Una nuova edizione del Canzoniere di Petrarca

Lunedì 21 maggio a Bologna sarà presentato dalla curatrice Paola Vecchi

Se glielo avessero detto, sei o sette secoli fa, non ci avrebbe sicuramente creduto. Francesco Petrarca, autore simbolo della letteratura italiana, pietra di paragone ed imitazione per la poesia italiana successiva, non dava un’eccessiva importanza alle sue prove in volgare italiano.
La sua gloria sarebbe stata affidata al latino dell’Africa e del Secretum.

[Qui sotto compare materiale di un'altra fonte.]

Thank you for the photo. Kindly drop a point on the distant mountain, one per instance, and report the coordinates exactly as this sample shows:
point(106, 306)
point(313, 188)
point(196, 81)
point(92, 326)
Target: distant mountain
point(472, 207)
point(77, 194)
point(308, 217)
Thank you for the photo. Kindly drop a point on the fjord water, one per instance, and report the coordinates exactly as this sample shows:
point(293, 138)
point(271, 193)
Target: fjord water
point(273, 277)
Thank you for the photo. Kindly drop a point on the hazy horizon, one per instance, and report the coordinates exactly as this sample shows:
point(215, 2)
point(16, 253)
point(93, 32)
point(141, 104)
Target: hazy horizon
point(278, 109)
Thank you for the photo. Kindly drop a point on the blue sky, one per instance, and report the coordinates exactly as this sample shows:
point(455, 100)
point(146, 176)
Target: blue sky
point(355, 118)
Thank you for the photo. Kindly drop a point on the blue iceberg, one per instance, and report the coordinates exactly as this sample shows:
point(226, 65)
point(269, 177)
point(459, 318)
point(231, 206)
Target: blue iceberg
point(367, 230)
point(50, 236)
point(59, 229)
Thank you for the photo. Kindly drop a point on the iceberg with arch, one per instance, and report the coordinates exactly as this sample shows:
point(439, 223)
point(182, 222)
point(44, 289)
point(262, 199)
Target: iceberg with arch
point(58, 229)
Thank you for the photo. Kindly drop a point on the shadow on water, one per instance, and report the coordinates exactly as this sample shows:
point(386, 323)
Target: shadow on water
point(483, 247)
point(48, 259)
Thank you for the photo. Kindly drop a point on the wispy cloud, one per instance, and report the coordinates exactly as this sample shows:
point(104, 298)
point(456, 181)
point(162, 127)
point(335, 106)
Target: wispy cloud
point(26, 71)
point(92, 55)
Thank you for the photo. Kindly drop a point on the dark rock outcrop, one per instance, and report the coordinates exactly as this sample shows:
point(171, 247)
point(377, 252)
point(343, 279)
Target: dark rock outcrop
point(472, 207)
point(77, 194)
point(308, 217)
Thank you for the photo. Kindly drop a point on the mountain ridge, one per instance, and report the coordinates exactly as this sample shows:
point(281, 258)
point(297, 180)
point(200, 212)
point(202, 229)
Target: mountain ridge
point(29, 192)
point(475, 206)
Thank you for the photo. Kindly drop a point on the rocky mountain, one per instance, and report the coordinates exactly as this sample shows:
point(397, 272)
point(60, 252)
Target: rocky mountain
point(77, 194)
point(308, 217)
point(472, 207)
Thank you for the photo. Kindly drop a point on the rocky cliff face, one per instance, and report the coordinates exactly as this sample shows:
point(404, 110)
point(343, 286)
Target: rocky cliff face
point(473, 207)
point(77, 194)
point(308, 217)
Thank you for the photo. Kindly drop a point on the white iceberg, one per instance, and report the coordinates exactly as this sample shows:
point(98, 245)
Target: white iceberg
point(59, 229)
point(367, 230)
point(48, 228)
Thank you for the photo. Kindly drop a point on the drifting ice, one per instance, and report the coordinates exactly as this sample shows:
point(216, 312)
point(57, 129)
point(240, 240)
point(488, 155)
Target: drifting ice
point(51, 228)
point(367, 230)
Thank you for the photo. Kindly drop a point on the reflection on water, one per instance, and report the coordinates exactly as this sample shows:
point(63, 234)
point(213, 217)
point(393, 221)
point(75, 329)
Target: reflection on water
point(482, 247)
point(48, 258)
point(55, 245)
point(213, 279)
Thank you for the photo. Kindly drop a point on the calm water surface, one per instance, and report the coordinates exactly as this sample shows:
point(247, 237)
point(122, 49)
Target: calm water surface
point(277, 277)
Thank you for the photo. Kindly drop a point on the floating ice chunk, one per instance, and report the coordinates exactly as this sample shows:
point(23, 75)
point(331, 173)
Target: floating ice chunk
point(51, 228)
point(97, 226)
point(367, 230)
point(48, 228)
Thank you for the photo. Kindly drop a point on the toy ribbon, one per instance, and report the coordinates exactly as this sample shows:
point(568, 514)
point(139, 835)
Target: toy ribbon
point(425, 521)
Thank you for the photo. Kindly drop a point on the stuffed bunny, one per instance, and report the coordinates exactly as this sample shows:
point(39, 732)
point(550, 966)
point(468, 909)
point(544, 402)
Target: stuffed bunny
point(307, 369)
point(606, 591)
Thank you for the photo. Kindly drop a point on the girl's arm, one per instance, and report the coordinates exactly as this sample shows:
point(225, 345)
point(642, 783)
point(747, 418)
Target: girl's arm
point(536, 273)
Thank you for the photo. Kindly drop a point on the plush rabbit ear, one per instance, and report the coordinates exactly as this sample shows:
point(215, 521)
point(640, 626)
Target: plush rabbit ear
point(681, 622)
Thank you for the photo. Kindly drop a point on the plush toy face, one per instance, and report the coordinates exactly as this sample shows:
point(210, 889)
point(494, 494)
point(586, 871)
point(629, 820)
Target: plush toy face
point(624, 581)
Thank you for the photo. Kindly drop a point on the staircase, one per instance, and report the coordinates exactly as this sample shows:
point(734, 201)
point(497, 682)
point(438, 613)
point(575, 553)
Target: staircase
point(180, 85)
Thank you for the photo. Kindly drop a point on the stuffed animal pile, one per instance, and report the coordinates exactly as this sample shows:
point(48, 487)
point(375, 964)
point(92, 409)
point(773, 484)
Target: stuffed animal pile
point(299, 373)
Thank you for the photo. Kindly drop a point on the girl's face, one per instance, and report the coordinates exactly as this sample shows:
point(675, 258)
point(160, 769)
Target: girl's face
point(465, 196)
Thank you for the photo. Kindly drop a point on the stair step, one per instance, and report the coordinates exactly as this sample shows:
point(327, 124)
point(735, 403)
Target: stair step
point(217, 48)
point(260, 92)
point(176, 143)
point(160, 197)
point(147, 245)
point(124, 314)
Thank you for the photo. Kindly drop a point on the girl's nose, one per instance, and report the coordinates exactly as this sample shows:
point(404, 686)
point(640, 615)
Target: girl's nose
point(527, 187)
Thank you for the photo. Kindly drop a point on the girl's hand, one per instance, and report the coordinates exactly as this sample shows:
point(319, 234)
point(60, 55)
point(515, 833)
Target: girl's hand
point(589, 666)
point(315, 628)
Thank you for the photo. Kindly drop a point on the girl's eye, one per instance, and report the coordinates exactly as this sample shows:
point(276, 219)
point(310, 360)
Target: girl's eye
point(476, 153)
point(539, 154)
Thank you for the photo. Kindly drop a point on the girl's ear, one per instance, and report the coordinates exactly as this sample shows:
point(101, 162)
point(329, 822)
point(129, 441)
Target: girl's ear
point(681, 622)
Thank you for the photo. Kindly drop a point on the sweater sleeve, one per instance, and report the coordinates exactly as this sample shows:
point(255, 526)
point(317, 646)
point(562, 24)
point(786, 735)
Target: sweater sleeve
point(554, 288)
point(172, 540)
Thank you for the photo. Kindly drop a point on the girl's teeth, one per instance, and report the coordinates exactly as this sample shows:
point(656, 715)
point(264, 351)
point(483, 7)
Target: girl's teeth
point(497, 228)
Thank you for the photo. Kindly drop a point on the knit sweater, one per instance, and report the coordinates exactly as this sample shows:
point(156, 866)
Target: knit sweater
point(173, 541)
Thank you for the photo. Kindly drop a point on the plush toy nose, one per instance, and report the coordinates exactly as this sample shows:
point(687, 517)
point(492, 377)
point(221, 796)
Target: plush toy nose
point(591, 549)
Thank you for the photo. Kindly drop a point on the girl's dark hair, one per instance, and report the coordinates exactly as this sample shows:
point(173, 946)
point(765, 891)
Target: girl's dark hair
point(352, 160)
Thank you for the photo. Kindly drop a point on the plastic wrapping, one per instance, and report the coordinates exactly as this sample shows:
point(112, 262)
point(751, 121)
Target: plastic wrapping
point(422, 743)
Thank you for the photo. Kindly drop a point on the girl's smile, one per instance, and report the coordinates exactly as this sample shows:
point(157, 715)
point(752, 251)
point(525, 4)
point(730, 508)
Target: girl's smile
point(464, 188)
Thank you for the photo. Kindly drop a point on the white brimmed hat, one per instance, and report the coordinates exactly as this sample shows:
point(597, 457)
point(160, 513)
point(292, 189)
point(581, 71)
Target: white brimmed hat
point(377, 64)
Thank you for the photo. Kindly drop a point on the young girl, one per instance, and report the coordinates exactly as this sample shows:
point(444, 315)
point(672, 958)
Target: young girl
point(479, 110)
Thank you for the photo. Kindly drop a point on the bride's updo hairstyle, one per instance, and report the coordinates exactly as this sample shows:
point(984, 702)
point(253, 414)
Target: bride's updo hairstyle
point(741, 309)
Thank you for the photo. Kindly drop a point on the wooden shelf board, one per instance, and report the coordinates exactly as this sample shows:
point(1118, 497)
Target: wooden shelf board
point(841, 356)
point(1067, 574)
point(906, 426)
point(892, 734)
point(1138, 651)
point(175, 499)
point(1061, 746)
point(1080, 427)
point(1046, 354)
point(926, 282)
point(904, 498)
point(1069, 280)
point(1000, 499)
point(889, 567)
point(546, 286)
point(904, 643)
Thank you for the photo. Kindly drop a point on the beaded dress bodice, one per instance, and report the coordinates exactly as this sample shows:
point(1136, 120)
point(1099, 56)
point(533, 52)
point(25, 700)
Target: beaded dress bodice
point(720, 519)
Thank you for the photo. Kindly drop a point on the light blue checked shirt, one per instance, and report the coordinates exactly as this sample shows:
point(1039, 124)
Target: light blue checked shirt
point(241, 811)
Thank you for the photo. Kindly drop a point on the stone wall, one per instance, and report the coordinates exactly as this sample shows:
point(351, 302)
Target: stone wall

E invece il Canzoniere, nome con cui conosciamo i Rerum Vulgarium Fragmenta,  versi considerati di tono e di qualità minore dallo stesso autore, sono diventati immortali, apprezzati e ammirati in tutto il mondo per il loro stile e la loro inarrivata armonia.
Laura, la donna amata dal poeta, al tempo stesso protagonista e dedicataria di tutta l’opera, è diventata un’icona, il simbolo di un amore intenso ma non corrisposto.

Ma malgrado la precisione certosina di Petrarca nel raccogliere e ordinare tutte le sue opere, sono ancora numerosi i dubbi filologici sull’opera, che hanno spesso portato all’errore anche personalità come Contini.

Per questo la BUR ha affidato ad un’esperta come Paola Vecchi Galli, professoressa di filologia della letteratura italiana dell’Alma Mater Studiorum di Bologna, il compito di curare una nuova edizione critica sull’opera petrarchesca.

Il volume sarà presentato nell’Accademia delle scienze di Bologna, nella sala Ulisse, ubicata in via Zamboni 31. All’evento, che si svolgerà il 21 maggio alle ore 16, parteciperanno critici e filologi di caratura internazionale come Emilio Pasquini, Piero Boitani e Tiziano Zanato.